Extended Autoencoder: Our base autoencoder is enhanced by plugging in these more meaningful imputed values and by incorporating an additional regularization term.

Key Techniques

Autoencoder
- A two-layer linear network ($g$ and $h$) with sigmoid activations.
- Learns a compressed ($k$-dimensional) representation of student responses and reconstructs the input vector.
Imputation via Question Similarity
- Subject correlation matrix $C_S$ built using TF-IDF on subject names.
- Question correlation matrix $C_Q = A C_S A^{T}$, where $ A $ is the question-subject assignment matrix.
- Normalizing $C_Q$ ensures question similarities lie between $0$ and $1$.
K-Means
- We cluster questions into $k_{\text{means}}$ groups based on $C_Q^{\text{normalized}}$.
- Missing responses for each student are filled using a mean-based decision from the questions in the same cluster.
Regularization
- We include a weight-decay penalty $\lambda$ on the autoencoder’s weights.
- Improves generalization and stabilizes training.

Methodology

Data Preprocessing

Load Sparse Matrix: We begin with a matrix $X \in \mathbb{R}^{N \times Q}$, where $N$ is the number of students and $Q$ is the number of questions. Originally, many entries are NaN.
Label Shifting:
- $-1$ for incorrect answers,
- $0$ for missing answers,
- $+1$ for correct answers.

Autoencoder Architecture

We use a simple autoencoder comprising:

Encoder: $\mathbf{z} = \sigma \bigl(W_1 \cdot \mathbf{x} \bigr)$
Decoder: $\hat{\mathbf{x}} = \sigma \bigl(W_2 \cdot \mathbf{z} \bigr)$

where $\sigma$ is the elementwise sigmoid function, and $\mathbf{x} \in \mathbb{R}^Q$ is the vector of a single student’s responses across all questions.

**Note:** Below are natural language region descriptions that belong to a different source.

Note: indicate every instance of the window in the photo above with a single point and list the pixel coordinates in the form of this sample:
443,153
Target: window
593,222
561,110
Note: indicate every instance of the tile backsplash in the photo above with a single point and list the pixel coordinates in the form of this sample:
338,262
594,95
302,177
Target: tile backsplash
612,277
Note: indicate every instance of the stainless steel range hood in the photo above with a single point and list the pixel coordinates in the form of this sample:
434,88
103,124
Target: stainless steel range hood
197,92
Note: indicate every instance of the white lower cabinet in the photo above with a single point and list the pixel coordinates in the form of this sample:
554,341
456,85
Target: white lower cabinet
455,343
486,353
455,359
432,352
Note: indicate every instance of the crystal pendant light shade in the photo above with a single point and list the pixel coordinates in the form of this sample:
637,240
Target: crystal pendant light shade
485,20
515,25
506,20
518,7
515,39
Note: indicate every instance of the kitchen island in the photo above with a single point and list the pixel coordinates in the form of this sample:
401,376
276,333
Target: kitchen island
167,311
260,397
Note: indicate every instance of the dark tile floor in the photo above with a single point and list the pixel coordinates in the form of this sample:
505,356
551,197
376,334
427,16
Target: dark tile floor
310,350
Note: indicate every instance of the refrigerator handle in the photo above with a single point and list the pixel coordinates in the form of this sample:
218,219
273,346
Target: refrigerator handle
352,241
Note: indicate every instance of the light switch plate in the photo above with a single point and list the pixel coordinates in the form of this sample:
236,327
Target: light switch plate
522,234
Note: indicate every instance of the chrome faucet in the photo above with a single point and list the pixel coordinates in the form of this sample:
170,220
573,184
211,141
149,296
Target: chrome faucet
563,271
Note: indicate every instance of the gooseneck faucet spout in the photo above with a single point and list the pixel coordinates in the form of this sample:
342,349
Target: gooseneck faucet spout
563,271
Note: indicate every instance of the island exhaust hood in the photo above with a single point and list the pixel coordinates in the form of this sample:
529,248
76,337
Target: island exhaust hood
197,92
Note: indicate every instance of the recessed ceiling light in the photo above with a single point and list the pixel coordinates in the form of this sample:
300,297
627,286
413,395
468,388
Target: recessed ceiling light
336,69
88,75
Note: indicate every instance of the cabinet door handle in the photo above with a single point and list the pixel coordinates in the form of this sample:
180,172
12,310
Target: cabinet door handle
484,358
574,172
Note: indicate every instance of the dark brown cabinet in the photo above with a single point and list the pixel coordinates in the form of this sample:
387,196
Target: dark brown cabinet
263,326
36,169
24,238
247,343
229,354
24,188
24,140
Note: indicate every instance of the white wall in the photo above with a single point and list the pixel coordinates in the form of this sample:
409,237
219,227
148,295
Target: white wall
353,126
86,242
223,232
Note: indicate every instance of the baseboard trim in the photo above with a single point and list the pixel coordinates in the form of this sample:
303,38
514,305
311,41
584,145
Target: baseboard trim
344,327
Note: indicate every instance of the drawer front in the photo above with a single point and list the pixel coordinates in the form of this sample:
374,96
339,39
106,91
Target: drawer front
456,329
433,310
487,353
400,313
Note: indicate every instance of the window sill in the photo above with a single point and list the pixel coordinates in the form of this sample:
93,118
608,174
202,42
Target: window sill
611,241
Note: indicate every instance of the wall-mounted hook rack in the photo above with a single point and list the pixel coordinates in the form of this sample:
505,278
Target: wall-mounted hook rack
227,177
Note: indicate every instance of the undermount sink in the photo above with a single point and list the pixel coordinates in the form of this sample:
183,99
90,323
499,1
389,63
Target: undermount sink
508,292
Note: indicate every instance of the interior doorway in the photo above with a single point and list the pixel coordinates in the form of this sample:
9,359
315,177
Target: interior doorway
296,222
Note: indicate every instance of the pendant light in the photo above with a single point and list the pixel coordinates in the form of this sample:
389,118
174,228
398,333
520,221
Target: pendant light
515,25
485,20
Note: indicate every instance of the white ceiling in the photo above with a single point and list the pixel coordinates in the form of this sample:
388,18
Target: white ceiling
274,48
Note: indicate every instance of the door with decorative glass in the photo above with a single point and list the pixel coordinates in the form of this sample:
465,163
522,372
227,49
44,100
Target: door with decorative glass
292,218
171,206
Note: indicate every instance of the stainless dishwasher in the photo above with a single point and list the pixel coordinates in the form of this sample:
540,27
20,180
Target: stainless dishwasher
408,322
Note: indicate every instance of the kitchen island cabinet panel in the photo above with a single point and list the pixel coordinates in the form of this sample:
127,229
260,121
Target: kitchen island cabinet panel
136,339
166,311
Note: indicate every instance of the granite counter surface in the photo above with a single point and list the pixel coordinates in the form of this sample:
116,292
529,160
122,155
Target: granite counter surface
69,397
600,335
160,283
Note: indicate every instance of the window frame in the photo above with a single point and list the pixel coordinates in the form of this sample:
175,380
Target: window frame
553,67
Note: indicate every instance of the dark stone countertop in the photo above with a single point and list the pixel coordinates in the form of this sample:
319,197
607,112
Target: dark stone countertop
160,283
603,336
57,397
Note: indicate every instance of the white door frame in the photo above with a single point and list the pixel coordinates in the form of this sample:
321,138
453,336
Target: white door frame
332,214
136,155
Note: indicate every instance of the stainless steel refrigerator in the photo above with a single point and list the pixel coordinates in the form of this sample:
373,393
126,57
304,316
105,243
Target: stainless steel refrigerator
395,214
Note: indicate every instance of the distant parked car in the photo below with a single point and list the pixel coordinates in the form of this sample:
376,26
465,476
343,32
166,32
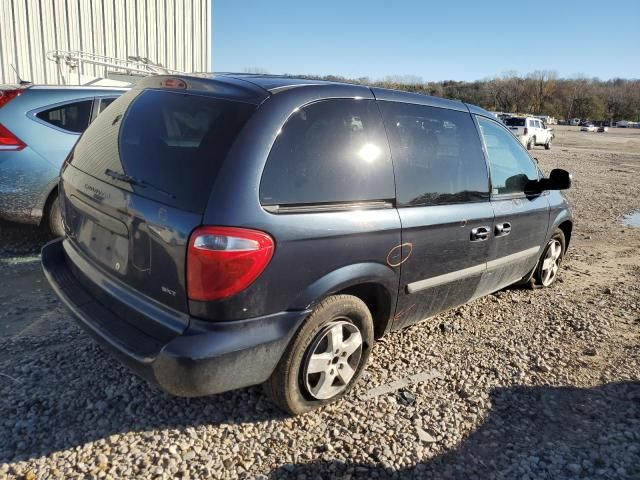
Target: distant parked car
38,127
530,131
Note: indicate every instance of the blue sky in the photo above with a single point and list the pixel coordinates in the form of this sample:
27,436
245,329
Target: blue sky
440,40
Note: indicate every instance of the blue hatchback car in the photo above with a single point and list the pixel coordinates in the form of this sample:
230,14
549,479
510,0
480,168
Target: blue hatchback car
38,127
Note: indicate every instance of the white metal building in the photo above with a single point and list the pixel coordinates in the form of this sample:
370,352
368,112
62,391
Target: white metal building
174,33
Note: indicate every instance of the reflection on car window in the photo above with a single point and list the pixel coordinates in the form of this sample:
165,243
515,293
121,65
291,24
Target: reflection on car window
437,154
511,166
329,152
73,117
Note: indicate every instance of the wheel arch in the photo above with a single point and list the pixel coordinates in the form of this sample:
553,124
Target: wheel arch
375,284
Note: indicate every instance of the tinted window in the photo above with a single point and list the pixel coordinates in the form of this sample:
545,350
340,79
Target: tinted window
328,152
73,117
514,122
173,142
437,154
510,164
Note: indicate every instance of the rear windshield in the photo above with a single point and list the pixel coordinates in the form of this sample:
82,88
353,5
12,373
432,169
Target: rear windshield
169,146
514,122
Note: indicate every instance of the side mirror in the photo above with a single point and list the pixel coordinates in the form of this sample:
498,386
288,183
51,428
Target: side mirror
558,180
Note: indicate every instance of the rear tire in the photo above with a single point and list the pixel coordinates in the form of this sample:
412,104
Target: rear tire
302,381
54,218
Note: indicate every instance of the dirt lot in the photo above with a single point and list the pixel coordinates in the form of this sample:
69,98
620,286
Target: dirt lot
520,384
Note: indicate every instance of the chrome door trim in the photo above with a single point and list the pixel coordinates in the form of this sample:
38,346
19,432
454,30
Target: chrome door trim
470,271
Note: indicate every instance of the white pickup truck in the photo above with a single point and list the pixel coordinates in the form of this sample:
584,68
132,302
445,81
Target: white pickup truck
530,131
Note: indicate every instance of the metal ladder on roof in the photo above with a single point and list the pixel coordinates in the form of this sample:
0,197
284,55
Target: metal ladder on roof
133,66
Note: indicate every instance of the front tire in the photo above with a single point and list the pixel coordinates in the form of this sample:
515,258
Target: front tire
325,357
531,143
549,264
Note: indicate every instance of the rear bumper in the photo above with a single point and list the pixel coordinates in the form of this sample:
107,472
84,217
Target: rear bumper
202,358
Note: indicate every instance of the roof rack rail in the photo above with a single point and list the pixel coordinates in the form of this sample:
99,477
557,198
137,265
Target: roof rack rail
133,65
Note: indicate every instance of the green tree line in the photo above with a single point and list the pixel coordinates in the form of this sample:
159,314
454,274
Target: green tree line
541,92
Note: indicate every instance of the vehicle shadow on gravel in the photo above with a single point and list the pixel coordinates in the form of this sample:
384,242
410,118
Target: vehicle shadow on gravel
530,432
64,391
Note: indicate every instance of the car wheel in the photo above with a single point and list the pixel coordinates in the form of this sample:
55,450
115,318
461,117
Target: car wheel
549,264
325,357
54,220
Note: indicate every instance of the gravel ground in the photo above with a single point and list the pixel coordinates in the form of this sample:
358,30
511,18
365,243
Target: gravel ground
520,384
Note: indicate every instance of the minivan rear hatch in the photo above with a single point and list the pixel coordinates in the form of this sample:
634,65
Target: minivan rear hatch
139,179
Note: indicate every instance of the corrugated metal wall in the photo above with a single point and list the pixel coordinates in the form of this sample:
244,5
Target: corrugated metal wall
175,33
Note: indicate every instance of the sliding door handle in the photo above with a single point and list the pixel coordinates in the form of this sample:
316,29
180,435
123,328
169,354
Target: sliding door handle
480,234
503,229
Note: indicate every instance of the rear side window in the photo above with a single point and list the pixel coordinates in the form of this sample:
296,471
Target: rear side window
73,117
515,122
437,155
171,144
511,166
331,151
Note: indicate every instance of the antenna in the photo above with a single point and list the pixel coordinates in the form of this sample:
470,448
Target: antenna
22,82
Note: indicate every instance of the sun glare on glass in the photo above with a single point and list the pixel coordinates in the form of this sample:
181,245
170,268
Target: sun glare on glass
369,152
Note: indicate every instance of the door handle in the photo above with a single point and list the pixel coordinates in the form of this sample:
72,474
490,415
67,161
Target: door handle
503,229
480,234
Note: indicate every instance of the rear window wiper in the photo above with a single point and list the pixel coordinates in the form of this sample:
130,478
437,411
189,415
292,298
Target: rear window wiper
123,177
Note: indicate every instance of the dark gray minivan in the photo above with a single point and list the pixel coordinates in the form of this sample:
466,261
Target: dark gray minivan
243,229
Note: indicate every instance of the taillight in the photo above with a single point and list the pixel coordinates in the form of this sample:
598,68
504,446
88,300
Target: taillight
7,95
8,141
222,261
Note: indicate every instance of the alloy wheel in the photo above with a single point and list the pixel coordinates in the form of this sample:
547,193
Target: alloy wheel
333,359
551,263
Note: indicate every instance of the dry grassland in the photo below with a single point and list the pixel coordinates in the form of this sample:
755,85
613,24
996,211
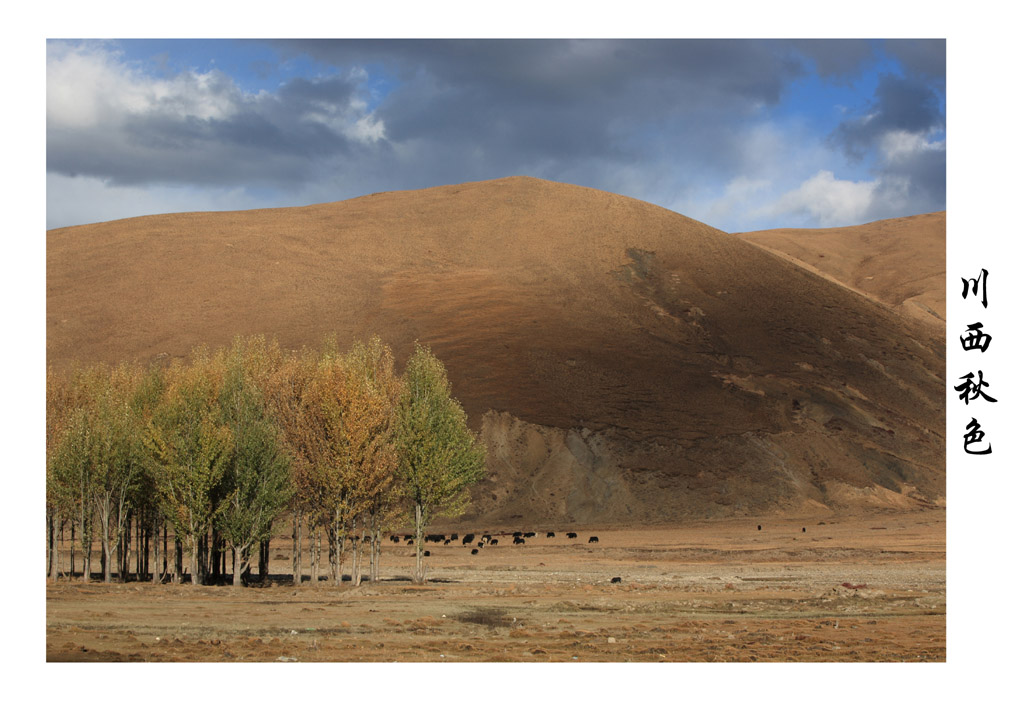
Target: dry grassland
853,588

Question Correlation Matrix $ C_Q $

Given:

Question-Subject Assignment Matrix $A \in \mathbb{R}^{Q \times S}$, with $A_{q,s} = 1$ if question $q$ is linked to subject $s$, else $0$.
Subject Correlation Matrix $C_S \in \mathbb{R}^{S \times S}$ computed via TF-IDF similarity on subject names.

We define:

We then normalize $C_Q$ so that its diagonal entries are $1$, ensuring all similarity scores lie in $[0,1]$.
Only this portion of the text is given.